Busted-up knuckles are only a small part of Nilan's issues since he retired in 1992. Nilan goes into great detail describing his battles with alcohol, painkillers, and heroin, and becomes the focus of the documentary that explores the life of the enforcer and his role in the unspoken code of the NHL.

The film is in theatres this month in select cities and debuts on video on demand Friday.

Fighting was easy for Nilan. Life after hockey was hard.

"I had a difficult journey after hockey," Nilan said by phone. "I had an overabundance of injuries that really took their toll on me. I ended up getting on painkillers. They really helped me. But when I tried to stop taking them, I couldn't. I was sick."

Nilan is featured during the 90-minute documentary as a man with no regrets for making a living with his fists more than he ever did with his stick. He scored 110 goals in 688 games, mostly served as the backbone of the Montreal Canadiens, but had 3,043 penalty minutes, ninth on the career list.

His best year with Montreal was in 1985-86, when he scored 21 goals and helped them to a Stanley Cup championship. His fighting prowess and aggressive, no-nonsense style made him a wildly popular player with Canadiens' fans.

"The Last Gladiators" producer, Barry Reese, contacted Nilan's daughter on Facebook about the project right as Nilan was leaving treatment for drug and alcohol abuse. He was pitched to take part in a documentary on fighting and hockey. He quickly takes over the film, his brutally honest story serving as a form of on-screen therapy — and a cautionary tale for future players who want to slug their way into an NHL roster spot.

From the start, Nilan talks of following a man who attacked his daughter and finding him in a store.

"I hit him with bottles of Coke. I beat him," he said in the film. "Yeah, I beat him."

Nilan followed with stories of one bad decision after another in retirement once the fame of his playing career dried up. He was charged with shoplifting in 2009 (the case was dismissed). He talks of gobbling painkillers, multiple overdoses, and falling asleep with heroin needles in his arms.

"My whole day was being consumed with, 'How am I going to get pills,'" he said in the film. "And if I had them, how am I going to make them last?"

Nilan was in tears when the movie screened in Toronto. While the film touches on other noted enforcers, like Donald Brashear and Bob Probert, it's Nilan's story that pulls it all together. His father is interviewed and tells how he's "got to be ashamed" of his son.

"In some respects," Nilan's father, Henry, said, "I wish he had never played hockey."

Nilan refused to totally blame the sport he loved for years. But the game wrecked his body. Nilan counts about 30 surgeries. Both shoulders were worked on, as were both hands. He needed screws in his left ankle and nearly lost it because of a staph infection. And he endured 11 operations on his right knee. Clearly, he beat up his body playing hockey worse than he ever beat up another hockey player.

All that said, he'd love to find his way back into hockey in some form, and he might be able to call upon his experience behind the bench. He was a head coach in the East Coast Hockey League, and was also an assistant for the New Jersey Devils in 1995-96.

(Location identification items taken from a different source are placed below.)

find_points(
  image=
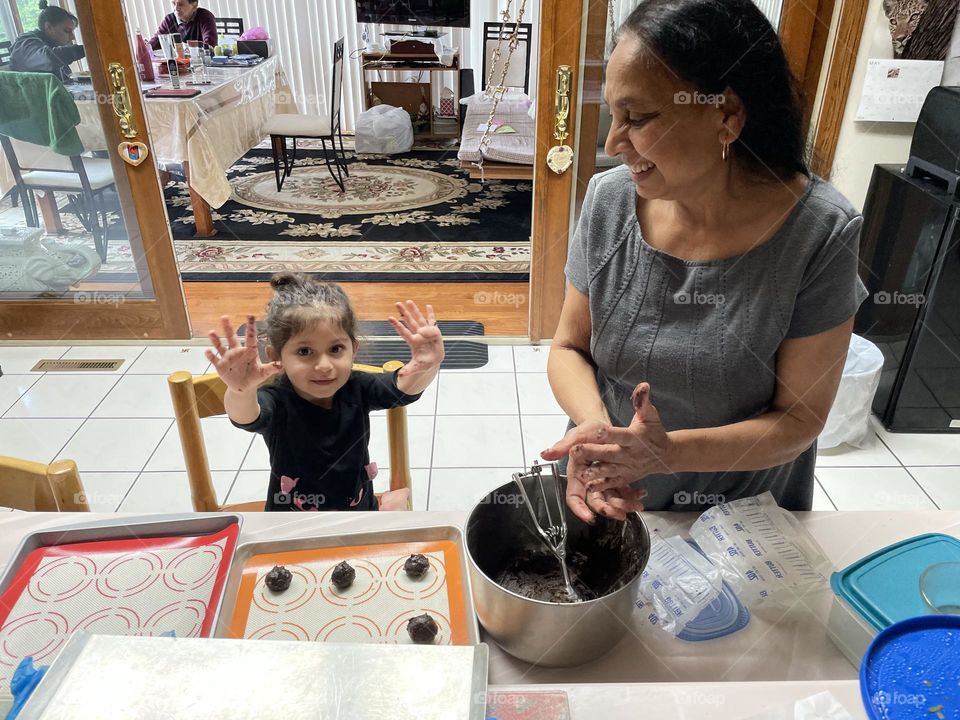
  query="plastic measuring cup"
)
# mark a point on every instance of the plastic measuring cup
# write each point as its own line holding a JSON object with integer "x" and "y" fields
{"x": 940, "y": 588}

"There's a lot of people that believe in second chances," he said by phone. "I had my issues and I'm working my way through them. As long as I'm sober and stay clean, there will be opportunities there. The opportunities will turn into realities."

Nilan, who turns 55 on Feb. 9, insisted he suffers no lingering effects from fighting. He said the only concussion he endured came after a stiff shot at centre ice from Minnesota's Fred Barrett in March 1981. He would, however, like to donate his brain to Boston University and its School of Medicine and Sports Legacy Institute, which studies brain disease and head trauma.

Nilan, who lives in Montreal, will celebrate another year of sobriety this month. He does radio work, started an anti-bullying program and has made multiple trips to visit troops in Afghanistan as part of the Canadian version of a USO tour.

"I'm just keeping my nose clean, he said, "and doing the next right thing."